Support for refugees experiencing war trauma
RPA psychiatrist spearheads support network for newly arrived refugees.
Dr Tanya Dus isn't getting much sleep.
A psychiatrist by day at RPA hospital, she spends her nights communicating with family in Ukraine, and scrolling through local news sites filled with reports of torture and rape.
"Sometimes, I have to stop reading because it makes me viscerally upset," Dr Dus said.
She was born in Australia, but has close family in Kyiv. Recently, she lost contact with them for weeks as they hid in a friend's cellar. After returning home, their neighbouring village was hit by a missile.

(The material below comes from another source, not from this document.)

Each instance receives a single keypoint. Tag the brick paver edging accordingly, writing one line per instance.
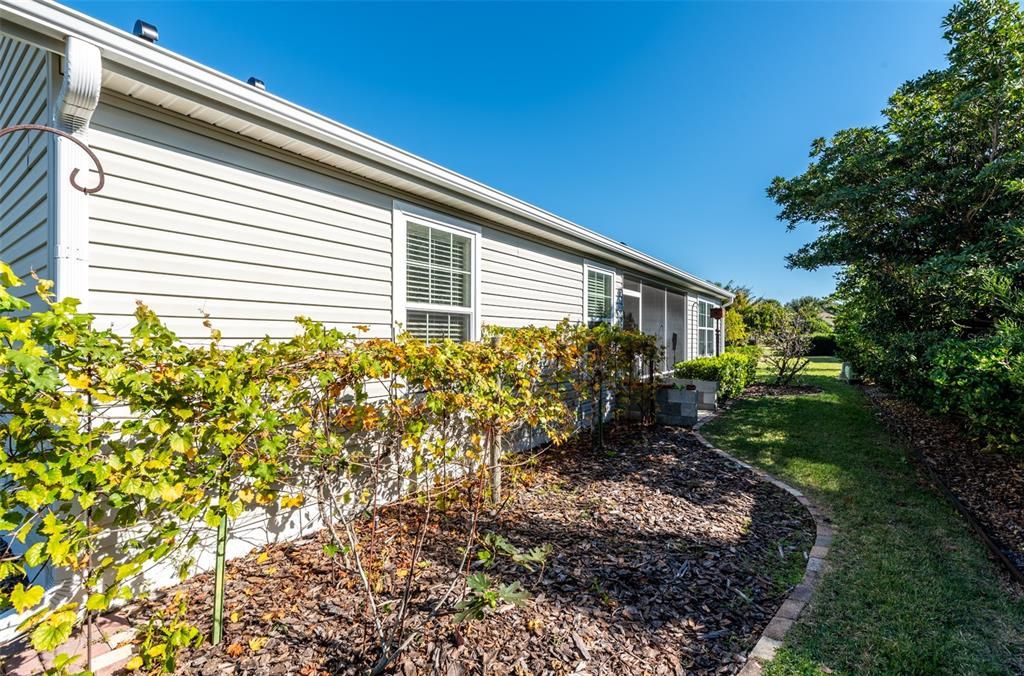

In a bid to help, Dr Dus has teamed up with clinical colleagues to provide an informal support network for newly arrived refugees.
Many refugees are now being moved to humanitarian visas, giving them access to Medicare, but it is taking time, so her network includes general practitioners, psychologists, dentists and others who are donating their services.
At RPA, she has worked with Director of Psychiatry Dr Viktoria Sundakov to ensure Ukrainian and Russian patients are admitted under native speakers to make it easier for them talk about their experiences.
And, she has been providing staff with cultural training.
"Ukrainians are stoic people. They are unlikely to ask for help, and would not usually admit to having depression or anxiety. They are also deeply suspicious of government, due to past oppressive regimes," she said.
On Saturdays, she often attends a Ukrainian Hall in Lidcombe in western Sydney to talk to the community and help provide clothing, toiletries and other essentials, plus information on accessing services.
But the fallout from the war in Ukraine is also having a broader impact.
"It is triggering for so many people in our community who have experienced war in the past, such as those from Afghanistan or the Balkans. Even people who experienced great trauma in the Second World War yet never spoke of it are now talking. And those relocating here often have survivor guilt. They fear putting down roots because it is disloyal to family left behind."
When it is safe to do so, Dr Dus is keen to volunteer her services in Ukraine. For now, she is doing all she can to make life easier for new arrivals.
"It's challenging being a migrant because you have divided loyalties. I feel guilty having such a good life here, but it has been wonderful seeing Australians care so much. It has made me very proud to be Australian."